The stakes for UVA guard Justin Anderson: All or nothing?

justin dunkEvery day brings another slew of college underclassmen declaring for the NBA Draft. All UVA basketball fans care about is Justin Anderson, whose silence has created a vacuum into which fans and sportswriters have contributed endless speculation.

Ultimately the decision will come down to what’s best for Anderson’s future, and that would seem to hinge on his read of his status vis-à-vis the front offices of NBA teams picking late in the first round, because it’s first round or bust, right?

More on that a little later.

First, a review of eight mock drafts has a slight consensus on Anderson landing a late first-round spot. The highest the mock drafts have the 6’6” junior going is 22nd, and five of the eight overall have him going anywhere between 22 and 29.

But three of the eight have Anderson going early second round, and that’s where things would seem to get tough for him in terms of decisions.

Because first-round picks get guaranteed two-year deals, with two or three option years with nice raises built in; second-round picks are guaranteed nothing, not even a roster spot.

The difference between going with the last pick in the first round and the first pick in the second round can be stark, at least at first glance. Second-rounders can sign for the minimum salary, $507,336. The last pick in the first round gets a two-year deal with a value of $1.95 million, with three option years that could add $5.5 million more.

Were Anderson to go as high as 22, it’s more like $2.4 million over two years, with option years adding another $6.1 million.

Tough choice, right? Maybe as much as an $7 million decision.

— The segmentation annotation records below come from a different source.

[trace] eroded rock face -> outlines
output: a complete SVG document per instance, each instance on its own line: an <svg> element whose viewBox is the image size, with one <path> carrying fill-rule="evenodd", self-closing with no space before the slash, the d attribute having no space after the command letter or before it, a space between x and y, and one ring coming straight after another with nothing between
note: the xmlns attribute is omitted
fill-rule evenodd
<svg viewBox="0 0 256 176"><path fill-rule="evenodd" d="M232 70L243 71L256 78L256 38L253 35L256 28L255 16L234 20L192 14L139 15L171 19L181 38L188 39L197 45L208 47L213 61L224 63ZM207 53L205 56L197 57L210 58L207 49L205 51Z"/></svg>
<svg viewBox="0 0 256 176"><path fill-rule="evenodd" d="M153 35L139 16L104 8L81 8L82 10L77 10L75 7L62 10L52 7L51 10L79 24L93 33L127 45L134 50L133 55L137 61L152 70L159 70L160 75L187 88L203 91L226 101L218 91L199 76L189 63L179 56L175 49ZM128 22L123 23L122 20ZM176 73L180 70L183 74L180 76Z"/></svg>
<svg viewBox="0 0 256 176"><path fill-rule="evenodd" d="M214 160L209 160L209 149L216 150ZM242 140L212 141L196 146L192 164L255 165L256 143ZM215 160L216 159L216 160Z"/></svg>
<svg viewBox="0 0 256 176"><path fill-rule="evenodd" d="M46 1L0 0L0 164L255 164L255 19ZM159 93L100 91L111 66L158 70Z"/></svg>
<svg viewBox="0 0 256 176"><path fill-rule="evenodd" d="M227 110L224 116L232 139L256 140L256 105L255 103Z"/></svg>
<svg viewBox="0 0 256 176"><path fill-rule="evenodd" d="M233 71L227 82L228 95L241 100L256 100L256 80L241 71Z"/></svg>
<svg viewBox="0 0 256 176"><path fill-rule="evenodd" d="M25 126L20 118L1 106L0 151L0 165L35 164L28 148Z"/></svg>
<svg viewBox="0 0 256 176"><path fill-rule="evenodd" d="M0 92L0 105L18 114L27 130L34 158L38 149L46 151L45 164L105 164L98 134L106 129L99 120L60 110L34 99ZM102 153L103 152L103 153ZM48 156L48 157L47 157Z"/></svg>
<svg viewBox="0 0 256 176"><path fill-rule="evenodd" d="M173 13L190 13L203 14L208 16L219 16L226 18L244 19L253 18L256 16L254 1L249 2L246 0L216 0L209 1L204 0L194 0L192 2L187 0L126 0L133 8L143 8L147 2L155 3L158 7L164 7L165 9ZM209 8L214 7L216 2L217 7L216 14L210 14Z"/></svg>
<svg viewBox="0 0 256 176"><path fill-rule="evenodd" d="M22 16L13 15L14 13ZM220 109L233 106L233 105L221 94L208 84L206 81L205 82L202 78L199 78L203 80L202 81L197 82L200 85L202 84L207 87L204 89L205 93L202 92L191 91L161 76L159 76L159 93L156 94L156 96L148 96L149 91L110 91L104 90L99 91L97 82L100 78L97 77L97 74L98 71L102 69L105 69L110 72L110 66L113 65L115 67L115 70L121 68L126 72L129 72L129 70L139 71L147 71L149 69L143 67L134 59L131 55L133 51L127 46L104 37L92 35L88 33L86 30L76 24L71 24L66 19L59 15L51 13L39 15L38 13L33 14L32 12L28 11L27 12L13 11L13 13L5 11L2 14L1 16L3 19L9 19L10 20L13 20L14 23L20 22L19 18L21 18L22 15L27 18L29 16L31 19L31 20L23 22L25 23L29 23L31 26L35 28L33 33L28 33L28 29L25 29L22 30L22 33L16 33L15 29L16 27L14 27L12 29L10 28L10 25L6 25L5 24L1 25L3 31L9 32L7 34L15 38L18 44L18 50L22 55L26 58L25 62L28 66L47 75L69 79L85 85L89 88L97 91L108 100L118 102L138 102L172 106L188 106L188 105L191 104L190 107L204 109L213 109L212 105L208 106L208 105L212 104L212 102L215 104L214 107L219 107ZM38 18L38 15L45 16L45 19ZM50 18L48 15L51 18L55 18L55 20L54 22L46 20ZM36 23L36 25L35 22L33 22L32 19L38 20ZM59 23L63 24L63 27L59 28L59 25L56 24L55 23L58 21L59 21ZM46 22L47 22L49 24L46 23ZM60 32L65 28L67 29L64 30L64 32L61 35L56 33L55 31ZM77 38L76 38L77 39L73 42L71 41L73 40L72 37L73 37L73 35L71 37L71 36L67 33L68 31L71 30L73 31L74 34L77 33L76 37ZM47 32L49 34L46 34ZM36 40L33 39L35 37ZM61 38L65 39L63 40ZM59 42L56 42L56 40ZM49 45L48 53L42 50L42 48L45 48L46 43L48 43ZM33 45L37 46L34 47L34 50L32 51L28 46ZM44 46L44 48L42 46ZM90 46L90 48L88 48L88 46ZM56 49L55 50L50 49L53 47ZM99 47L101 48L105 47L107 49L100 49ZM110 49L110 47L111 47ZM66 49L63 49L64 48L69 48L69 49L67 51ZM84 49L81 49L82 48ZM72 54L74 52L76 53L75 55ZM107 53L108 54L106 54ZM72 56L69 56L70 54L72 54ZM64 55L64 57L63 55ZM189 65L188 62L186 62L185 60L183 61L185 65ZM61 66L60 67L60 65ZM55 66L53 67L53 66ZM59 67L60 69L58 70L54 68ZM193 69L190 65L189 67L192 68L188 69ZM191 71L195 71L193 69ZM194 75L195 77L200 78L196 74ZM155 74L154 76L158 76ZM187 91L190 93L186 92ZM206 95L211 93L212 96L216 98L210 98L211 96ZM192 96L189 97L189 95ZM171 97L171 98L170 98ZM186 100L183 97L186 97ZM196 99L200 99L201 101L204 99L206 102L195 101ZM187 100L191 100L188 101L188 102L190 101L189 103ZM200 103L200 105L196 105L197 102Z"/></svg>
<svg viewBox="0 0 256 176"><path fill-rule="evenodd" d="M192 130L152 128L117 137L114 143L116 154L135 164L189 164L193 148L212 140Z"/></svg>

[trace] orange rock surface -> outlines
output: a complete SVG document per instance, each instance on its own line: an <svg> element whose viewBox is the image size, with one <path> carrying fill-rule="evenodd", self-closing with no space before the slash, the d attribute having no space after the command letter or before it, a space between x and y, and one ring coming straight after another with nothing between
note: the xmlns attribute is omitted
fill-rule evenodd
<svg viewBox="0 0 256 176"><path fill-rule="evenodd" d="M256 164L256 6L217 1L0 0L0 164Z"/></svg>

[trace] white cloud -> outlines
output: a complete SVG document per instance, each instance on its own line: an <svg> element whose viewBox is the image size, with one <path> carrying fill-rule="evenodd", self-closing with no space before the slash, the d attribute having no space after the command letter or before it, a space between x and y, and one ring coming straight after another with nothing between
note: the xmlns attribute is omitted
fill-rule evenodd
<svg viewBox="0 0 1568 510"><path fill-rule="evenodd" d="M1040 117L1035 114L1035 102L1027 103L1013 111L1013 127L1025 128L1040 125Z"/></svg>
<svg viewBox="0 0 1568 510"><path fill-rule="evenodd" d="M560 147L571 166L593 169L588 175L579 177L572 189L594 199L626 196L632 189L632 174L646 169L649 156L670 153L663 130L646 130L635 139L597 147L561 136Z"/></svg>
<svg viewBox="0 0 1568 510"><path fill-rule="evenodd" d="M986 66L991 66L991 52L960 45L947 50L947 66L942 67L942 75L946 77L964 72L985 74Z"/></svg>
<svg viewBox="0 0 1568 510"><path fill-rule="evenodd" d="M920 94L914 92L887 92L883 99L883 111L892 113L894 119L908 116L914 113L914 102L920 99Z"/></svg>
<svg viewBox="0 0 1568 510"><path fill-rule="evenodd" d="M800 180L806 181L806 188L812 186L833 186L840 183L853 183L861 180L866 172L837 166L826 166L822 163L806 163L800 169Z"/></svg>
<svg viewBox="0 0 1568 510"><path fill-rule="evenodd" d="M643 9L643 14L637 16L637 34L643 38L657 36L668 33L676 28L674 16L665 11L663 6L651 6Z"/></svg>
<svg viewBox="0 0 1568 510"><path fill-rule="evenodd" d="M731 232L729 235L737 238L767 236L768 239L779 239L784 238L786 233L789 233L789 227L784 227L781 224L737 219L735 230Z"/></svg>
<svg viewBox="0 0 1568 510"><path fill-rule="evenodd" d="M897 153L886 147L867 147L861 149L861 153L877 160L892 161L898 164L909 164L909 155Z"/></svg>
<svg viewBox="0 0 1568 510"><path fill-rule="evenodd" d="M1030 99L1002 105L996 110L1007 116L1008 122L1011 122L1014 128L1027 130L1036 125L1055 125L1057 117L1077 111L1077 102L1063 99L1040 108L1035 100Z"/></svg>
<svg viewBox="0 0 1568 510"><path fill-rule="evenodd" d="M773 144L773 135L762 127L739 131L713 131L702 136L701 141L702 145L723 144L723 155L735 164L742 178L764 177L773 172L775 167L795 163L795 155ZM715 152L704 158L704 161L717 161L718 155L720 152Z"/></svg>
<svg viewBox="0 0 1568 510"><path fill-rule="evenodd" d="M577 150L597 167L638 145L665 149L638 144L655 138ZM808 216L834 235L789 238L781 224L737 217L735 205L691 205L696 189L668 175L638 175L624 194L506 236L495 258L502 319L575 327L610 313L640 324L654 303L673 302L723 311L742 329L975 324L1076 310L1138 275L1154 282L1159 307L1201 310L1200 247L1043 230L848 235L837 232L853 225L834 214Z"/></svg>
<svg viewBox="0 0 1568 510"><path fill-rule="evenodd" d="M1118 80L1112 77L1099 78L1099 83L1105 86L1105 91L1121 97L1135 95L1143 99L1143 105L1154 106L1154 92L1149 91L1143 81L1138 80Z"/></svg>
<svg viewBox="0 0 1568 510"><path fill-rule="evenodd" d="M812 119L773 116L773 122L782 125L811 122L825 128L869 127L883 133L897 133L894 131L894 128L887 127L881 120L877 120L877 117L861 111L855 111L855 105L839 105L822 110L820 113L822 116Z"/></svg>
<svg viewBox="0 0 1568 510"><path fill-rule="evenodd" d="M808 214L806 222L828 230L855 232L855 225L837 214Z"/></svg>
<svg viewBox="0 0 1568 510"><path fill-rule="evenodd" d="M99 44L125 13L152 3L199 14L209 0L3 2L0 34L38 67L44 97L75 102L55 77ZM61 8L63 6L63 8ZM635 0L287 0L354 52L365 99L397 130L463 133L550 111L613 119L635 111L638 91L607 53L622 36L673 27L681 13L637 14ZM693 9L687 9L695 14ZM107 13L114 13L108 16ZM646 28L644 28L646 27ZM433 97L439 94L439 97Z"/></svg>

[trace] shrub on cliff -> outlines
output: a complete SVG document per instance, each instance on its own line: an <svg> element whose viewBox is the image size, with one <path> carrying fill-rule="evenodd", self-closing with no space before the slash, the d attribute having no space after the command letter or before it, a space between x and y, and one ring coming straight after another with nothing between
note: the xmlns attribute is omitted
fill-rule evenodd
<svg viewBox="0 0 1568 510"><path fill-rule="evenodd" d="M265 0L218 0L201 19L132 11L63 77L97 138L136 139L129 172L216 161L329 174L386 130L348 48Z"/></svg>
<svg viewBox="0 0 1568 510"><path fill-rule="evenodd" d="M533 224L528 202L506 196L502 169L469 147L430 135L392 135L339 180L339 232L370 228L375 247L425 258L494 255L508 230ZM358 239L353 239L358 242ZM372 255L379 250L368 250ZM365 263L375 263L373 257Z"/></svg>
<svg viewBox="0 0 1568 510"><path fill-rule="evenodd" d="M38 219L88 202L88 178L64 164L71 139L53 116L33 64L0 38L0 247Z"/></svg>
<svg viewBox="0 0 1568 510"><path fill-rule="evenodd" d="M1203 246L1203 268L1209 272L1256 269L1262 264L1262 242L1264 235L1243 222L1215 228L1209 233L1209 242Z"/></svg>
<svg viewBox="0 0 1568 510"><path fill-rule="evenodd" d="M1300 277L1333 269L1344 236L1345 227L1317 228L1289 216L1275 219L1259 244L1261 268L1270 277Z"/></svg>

Or is it?

For a look at how it might not be that much different to be a late first-rounder or early second-rounder, let’s compare the situations of the 30th pick in the 2014 draft, Kyle Anderson, who signed a two-year, $2.24 million guaranteed deal with San Antonio, with three option years that could add $5.6 million to the deal before it’s done, and a guy familiar to UVA fans, Joe Harris, who went 33rd in the 2014 draft to Cleveland, and actually did well for himself, getting two years and $1.73 million guaranteed, with two option years worth as much as $2.2 million more.

Harris is doing much, much better than the guy selected one spot ahead of him, K.J. McDaniels, who got a one-year deal for the minimum, though McDaniels, having a solid rookie season, is likely to get a decent multi-year deal.

But that all said, there’s not a lot of breathing room between Kyle Anderson and Joe Harris, and then even further down to the 39th pick, Jerami Grant, who got two years and $1.73 million guaranteed out of Philadelphia.

The only way a guy like Anderson misses out is if he falls into the second round and then somehow fails to make an NBA roster, which doesn’t seem likely.

It seems that the question for Anderson isn’t whether he makes an NBA team and gets paid NBA money next year, because he will if he wants to, but rather does he put himself in a position to make more money by staying an additional year at UVA to improve his draft stock.

Let’s say he’s #22 in 2015, just for the sake of argument. He gets a guaranteed two-year deal with options that could be worth $8.5 million over five years. Now let’s say that with another year at UVA, he improves his position to, again for the sake of argument, #10. He gets a deal that could be worth $14 million over five years.

Split the difference and put him at #16 in the 2016 draft, and he gets a deal that could be worth $11 million over five years.

Now we see how tough the choice is. Justin Anderson is going to make NBA money, at least $507,336 if he only gets one year in the Association, if he leaves this year and is a second-round pick, and his agent is god-awful at his job.

He might get Joe Harris money even if he falls to the second round, and could get late first-round money if things break the right way.

Or he could roll the dice, play out one more year in the orange and blue, and put himself in position to make IDGAF money as a lottery pick.

That’s what this all comes down to: make a lot of money, or make a life-changing amount of money.

And yes, it’s good to be Justin Anderson right now.